Guest Contributor | Jan 17, 2023 | 0
Construction slows down
The number and value of building plans approved by the City of Windhoek fell for the second month in a row in March, latest figures show.
The number of plans approved (excluding walls and pools) fell to 186 plans in March from 210 in February representing a 11% month-on-month decrease and a 26% year-on-year decrease. The total value of plans approved followed a similar trend, decreasing by 29% both on an annual and monthly basis. The decrease was largely due to additions and commercial plans approved being much lower, Rudolf Kuschke an analyst with Simonis Storm Securities says. Only 155 additions valued at N$37 million were approved compared to 177 plans valued at N$96 million the previous month. Commercial building plans approved were also low, with only three plans with a total value of N$1.5 million approved. Bucking the trend, however, were houses which saw 28 plans being approved representing a six-month high. The total value of these was N$69 million, representing the highest monthly value in 12 months. Kuschke says the high value of approved plans is a reflection of the high building costs being experienced by the industry at the moment where houses approved in Kleine Kuppe and Auasblick are averaging N$2.6million.
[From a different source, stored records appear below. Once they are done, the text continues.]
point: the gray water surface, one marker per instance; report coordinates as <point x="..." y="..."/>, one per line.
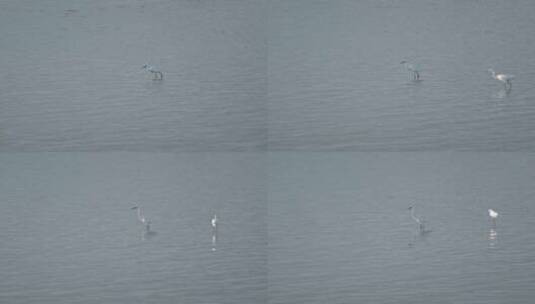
<point x="340" y="231"/>
<point x="68" y="234"/>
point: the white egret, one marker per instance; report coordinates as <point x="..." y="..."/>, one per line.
<point x="505" y="78"/>
<point x="493" y="215"/>
<point x="214" y="221"/>
<point x="142" y="218"/>
<point x="158" y="75"/>
<point x="412" y="70"/>
<point x="420" y="222"/>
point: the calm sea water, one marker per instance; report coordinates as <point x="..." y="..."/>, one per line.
<point x="335" y="82"/>
<point x="72" y="77"/>
<point x="340" y="231"/>
<point x="68" y="234"/>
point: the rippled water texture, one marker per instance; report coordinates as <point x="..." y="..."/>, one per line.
<point x="72" y="77"/>
<point x="69" y="236"/>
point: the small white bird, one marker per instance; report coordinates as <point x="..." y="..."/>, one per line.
<point x="142" y="218"/>
<point x="493" y="215"/>
<point x="412" y="70"/>
<point x="505" y="78"/>
<point x="158" y="75"/>
<point x="214" y="221"/>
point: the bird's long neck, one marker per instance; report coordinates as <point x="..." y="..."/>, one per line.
<point x="139" y="215"/>
<point x="417" y="220"/>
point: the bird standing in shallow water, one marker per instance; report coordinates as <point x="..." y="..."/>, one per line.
<point x="158" y="75"/>
<point x="142" y="218"/>
<point x="505" y="78"/>
<point x="420" y="222"/>
<point x="493" y="215"/>
<point x="412" y="70"/>
<point x="214" y="221"/>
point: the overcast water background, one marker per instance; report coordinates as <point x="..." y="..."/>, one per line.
<point x="340" y="231"/>
<point x="258" y="78"/>
<point x="69" y="236"/>
<point x="336" y="83"/>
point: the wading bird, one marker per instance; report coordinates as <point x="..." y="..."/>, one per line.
<point x="214" y="221"/>
<point x="158" y="75"/>
<point x="142" y="219"/>
<point x="505" y="78"/>
<point x="414" y="72"/>
<point x="493" y="215"/>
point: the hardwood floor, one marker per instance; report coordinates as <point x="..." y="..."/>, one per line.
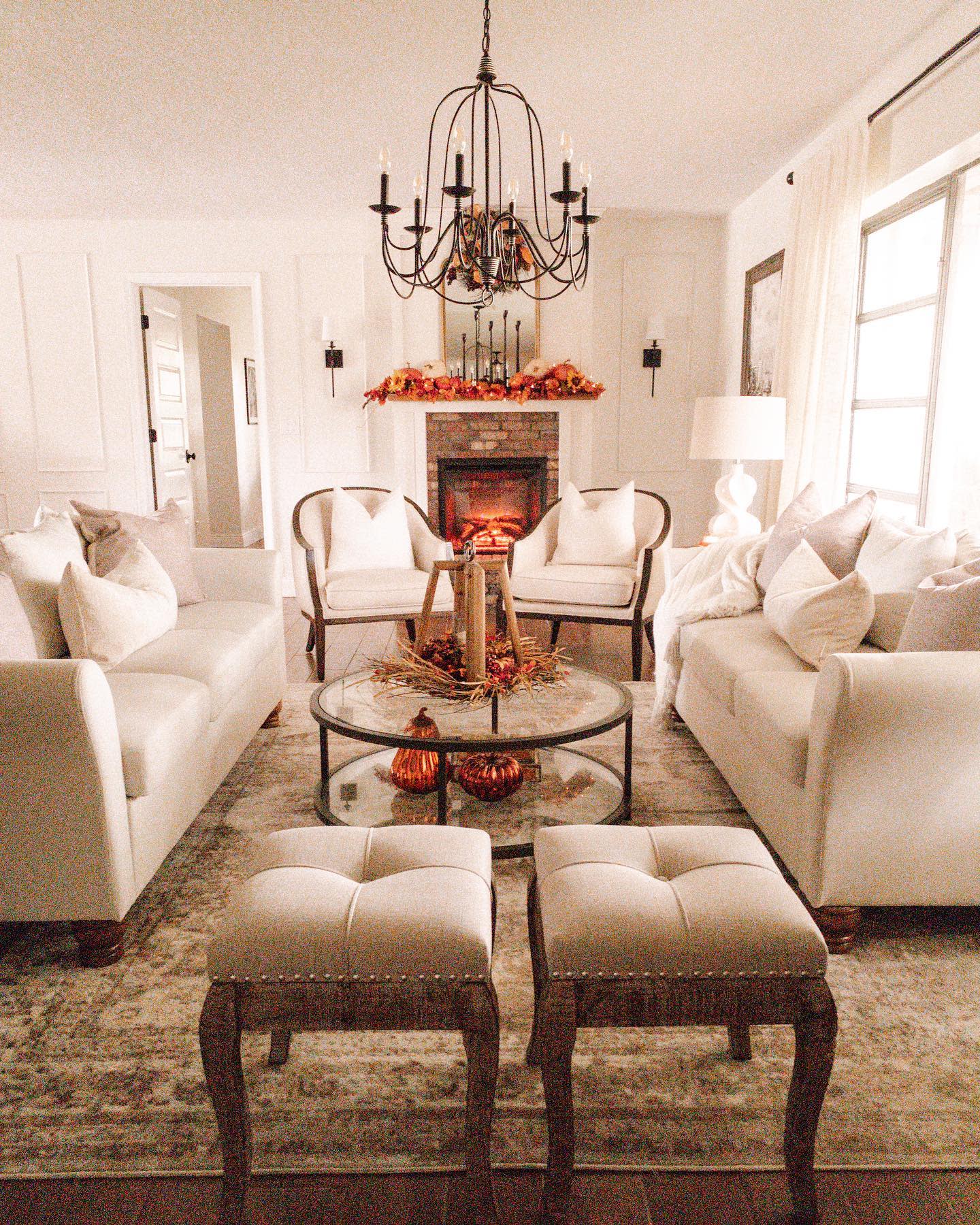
<point x="915" y="1197"/>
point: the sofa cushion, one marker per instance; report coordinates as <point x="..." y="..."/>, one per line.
<point x="610" y="586"/>
<point x="353" y="591"/>
<point x="721" y="651"/>
<point x="773" y="712"/>
<point x="218" y="643"/>
<point x="161" y="722"/>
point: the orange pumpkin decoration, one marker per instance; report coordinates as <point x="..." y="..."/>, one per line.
<point x="490" y="777"/>
<point x="416" y="770"/>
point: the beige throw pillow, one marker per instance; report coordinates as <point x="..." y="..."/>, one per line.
<point x="107" y="619"/>
<point x="598" y="534"/>
<point x="894" y="559"/>
<point x="946" y="612"/>
<point x="36" y="560"/>
<point x="16" y="638"/>
<point x="361" y="540"/>
<point x="110" y="534"/>
<point x="815" y="612"/>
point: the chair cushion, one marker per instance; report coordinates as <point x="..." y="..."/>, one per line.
<point x="358" y="589"/>
<point x="218" y="643"/>
<point x="361" y="903"/>
<point x="161" y="723"/>
<point x="678" y="900"/>
<point x="610" y="586"/>
<point x="773" y="712"/>
<point x="719" y="651"/>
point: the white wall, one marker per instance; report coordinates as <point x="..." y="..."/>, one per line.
<point x="232" y="306"/>
<point x="943" y="113"/>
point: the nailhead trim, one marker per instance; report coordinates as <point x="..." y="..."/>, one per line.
<point x="438" y="979"/>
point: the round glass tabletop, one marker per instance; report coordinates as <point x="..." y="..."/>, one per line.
<point x="582" y="704"/>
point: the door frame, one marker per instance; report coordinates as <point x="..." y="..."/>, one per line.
<point x="142" y="463"/>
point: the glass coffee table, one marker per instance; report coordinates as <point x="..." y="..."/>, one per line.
<point x="563" y="785"/>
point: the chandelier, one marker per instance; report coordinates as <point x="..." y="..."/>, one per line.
<point x="479" y="246"/>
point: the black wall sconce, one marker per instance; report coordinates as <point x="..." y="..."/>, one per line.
<point x="651" y="352"/>
<point x="332" y="355"/>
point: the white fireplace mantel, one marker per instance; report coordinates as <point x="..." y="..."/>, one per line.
<point x="575" y="438"/>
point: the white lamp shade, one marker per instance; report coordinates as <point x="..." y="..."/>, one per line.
<point x="739" y="428"/>
<point x="655" y="330"/>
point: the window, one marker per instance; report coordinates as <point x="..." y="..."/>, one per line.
<point x="902" y="293"/>
<point x="915" y="421"/>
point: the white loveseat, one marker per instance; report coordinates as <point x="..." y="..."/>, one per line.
<point x="101" y="773"/>
<point x="864" y="777"/>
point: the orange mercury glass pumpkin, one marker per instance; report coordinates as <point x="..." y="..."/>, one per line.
<point x="416" y="770"/>
<point x="490" y="777"/>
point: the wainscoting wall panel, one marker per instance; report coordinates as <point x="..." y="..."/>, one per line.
<point x="333" y="431"/>
<point x="59" y="332"/>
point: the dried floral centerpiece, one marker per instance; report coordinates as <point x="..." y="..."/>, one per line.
<point x="561" y="381"/>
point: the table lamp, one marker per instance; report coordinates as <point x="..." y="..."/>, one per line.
<point x="738" y="428"/>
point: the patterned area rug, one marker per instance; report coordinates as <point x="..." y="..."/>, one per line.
<point x="101" y="1070"/>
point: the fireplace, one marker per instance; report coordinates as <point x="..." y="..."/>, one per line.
<point x="490" y="502"/>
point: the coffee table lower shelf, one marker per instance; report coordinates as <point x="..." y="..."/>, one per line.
<point x="574" y="788"/>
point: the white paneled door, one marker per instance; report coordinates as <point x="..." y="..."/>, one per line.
<point x="173" y="459"/>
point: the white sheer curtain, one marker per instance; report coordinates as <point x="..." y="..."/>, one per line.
<point x="814" y="357"/>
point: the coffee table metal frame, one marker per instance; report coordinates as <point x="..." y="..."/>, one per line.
<point x="444" y="745"/>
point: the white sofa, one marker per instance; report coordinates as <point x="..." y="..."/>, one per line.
<point x="101" y="773"/>
<point x="864" y="777"/>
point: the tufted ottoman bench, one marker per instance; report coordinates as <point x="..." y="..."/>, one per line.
<point x="676" y="925"/>
<point x="355" y="929"/>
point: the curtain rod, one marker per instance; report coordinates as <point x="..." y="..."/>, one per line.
<point x="918" y="80"/>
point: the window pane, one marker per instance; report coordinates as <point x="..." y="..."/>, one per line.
<point x="886" y="450"/>
<point x="903" y="259"/>
<point x="894" y="355"/>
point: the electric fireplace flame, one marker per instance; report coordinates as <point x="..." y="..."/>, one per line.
<point x="490" y="502"/>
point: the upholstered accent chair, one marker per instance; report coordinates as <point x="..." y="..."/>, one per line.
<point x="350" y="597"/>
<point x="624" y="595"/>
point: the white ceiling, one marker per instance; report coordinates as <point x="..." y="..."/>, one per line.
<point x="255" y="107"/>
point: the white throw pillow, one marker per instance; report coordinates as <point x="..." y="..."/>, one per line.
<point x="602" y="534"/>
<point x="894" y="559"/>
<point x="107" y="619"/>
<point x="36" y="561"/>
<point x="361" y="540"/>
<point x="816" y="614"/>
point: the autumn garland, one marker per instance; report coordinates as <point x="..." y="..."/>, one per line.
<point x="563" y="381"/>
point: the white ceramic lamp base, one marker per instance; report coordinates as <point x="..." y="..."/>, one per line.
<point x="735" y="491"/>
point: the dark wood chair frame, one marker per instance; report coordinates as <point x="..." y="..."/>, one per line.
<point x="638" y="625"/>
<point x="379" y="1002"/>
<point x="316" y="640"/>
<point x="563" y="1004"/>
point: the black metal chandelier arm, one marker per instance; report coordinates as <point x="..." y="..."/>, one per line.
<point x="544" y="229"/>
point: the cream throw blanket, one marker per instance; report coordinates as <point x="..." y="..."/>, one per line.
<point x="719" y="581"/>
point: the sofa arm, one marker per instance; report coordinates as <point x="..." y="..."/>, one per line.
<point x="894" y="781"/>
<point x="240" y="575"/>
<point x="67" y="851"/>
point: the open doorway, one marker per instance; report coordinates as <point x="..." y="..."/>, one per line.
<point x="199" y="353"/>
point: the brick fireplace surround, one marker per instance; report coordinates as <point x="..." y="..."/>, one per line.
<point x="490" y="436"/>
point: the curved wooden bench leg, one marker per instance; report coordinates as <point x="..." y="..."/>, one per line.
<point x="557" y="1035"/>
<point x="739" y="1041"/>
<point x="220" y="1054"/>
<point x="479" y="1022"/>
<point x="278" y="1047"/>
<point x="816" y="1039"/>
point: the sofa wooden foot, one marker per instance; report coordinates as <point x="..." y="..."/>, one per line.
<point x="839" y="926"/>
<point x="99" y="941"/>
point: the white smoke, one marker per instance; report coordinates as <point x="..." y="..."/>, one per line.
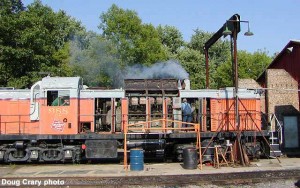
<point x="168" y="69"/>
<point x="90" y="55"/>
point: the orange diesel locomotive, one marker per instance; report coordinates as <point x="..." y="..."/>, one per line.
<point x="59" y="119"/>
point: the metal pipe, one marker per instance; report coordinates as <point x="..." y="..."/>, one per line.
<point x="207" y="68"/>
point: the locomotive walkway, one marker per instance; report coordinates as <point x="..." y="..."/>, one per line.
<point x="153" y="174"/>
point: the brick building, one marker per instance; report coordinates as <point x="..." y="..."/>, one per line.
<point x="281" y="83"/>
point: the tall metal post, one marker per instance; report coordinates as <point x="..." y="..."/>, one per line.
<point x="207" y="68"/>
<point x="236" y="86"/>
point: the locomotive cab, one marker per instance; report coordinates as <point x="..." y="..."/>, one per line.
<point x="59" y="105"/>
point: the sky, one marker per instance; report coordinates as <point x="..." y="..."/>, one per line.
<point x="273" y="22"/>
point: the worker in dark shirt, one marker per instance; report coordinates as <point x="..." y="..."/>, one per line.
<point x="186" y="112"/>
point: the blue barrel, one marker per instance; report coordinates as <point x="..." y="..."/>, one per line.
<point x="190" y="159"/>
<point x="136" y="159"/>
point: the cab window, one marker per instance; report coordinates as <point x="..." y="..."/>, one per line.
<point x="58" y="98"/>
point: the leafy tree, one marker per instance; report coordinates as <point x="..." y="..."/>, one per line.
<point x="36" y="35"/>
<point x="96" y="60"/>
<point x="194" y="64"/>
<point x="171" y="38"/>
<point x="136" y="43"/>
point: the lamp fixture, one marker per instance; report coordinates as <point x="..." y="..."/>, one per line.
<point x="248" y="33"/>
<point x="227" y="31"/>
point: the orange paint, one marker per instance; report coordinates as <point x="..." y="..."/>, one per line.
<point x="223" y="114"/>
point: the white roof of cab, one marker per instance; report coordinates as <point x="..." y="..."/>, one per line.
<point x="60" y="83"/>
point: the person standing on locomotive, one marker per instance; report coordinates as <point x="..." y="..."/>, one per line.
<point x="186" y="112"/>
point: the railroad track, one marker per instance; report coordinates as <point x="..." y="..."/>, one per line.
<point x="218" y="179"/>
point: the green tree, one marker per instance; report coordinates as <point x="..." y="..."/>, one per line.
<point x="136" y="43"/>
<point x="96" y="60"/>
<point x="194" y="64"/>
<point x="171" y="38"/>
<point x="37" y="34"/>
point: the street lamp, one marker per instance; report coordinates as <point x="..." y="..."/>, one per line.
<point x="232" y="28"/>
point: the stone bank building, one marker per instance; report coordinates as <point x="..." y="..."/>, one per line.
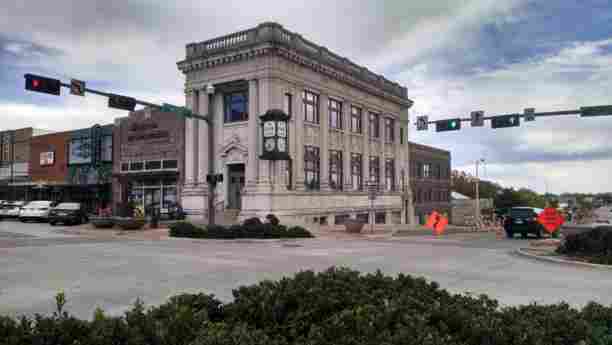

Kuschke is of the opinion that the recent downward trend in the number and value of building plans approved might suggest that the marginal benefit of lower interest rates is diminishing. He argues that another interest rate cut will barely stimulate construction activity while an interest rate hike will most definitely result in a slow down.
Year to date, 622 plans have been approved, which is 15.4% lower than the same period in 2011. However, the total value of plans approved year to date reached N$387 million, with higher building costs leading to higher average values per plan slightly offsetting the decrease in the number of plans approved. Total plans completed in March fell 49% year-on-year to 53 plans, compared to 159 plans completed in February. The total value of plans was 39% lower on a month-on-month basis and 71% lower year-on-year at only N$29 million. Of the 53 plans completed, 48 plans were additions to the value of N$19 million, while four plans were houses to the value of N$2 million and one commercial plan to the value of N$8 million.
“However, we do not feel that the completed building plans recorded are a good reflection of the actual number of buildings being completed in Windhoek, as a lot of people fail to submit their building plans for completion after the building is completed,” says Kuschke.